Being relatively new to the .net game, I was wondering, has anyone had any experience of the pros / cons between the use of LINQ and what could be considered more traditional methods working with lists / collections?
For a specific example of a project I'm working on : a list of unique id / name pairs are being retrieved from a remote web-service.
- this list will change infrequently (once per day),
- will be read-only from the point of view of the application where it is being used
- will be stored at the application level for all requests to access
Given those points, I plan to store the returned values at the application level in a singleton class.

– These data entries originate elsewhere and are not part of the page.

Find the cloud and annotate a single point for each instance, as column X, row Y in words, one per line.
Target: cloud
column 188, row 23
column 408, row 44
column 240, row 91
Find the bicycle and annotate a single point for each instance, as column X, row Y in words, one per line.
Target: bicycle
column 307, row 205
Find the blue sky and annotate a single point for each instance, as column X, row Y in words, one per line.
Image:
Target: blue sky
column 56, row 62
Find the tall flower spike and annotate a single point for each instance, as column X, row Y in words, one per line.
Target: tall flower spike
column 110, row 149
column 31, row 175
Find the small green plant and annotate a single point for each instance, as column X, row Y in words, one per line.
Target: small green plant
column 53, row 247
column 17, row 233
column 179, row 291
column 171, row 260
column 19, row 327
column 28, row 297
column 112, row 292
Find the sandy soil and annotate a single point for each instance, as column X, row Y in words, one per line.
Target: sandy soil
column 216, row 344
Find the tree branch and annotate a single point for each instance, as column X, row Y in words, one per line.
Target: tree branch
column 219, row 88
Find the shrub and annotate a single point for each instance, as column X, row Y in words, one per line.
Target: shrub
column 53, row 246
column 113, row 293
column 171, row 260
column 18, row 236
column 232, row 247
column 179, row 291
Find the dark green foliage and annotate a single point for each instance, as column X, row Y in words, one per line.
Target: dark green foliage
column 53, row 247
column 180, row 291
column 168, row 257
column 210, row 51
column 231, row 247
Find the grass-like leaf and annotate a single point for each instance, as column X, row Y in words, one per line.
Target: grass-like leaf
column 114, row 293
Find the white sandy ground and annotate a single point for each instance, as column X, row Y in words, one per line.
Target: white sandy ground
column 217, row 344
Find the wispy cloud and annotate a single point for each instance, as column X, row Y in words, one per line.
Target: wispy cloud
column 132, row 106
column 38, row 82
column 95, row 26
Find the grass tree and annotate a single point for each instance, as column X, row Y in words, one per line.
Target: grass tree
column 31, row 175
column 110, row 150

My initial approach was to iterate through the list returned from the remote service and store it in a NameValueCollection in a singleton class, with methods to retrieve from the collection based on an id:
sugarsoap soapService = new sugarsoap();
branch_summary[] branchList = soapService.getBranches();
foreach (branch_summary aBranch in branchList)
{
branchNameList.Add(aBranch.id, aBranch.name);
}
The alternative using LINQ is to simply add a method that works on the list directly once it has been retrieved:
public string branchName (string branchId)
{
//branchList populated in the constructor
branch_summary bs = from b in branchList where b.id == branchId select b;
return branch_summary.name;
}
Is either better than the other - is there a third way? I'm open to all answers, for both approaches and both in terms of solutions that offer elegance, and those which benefit performance.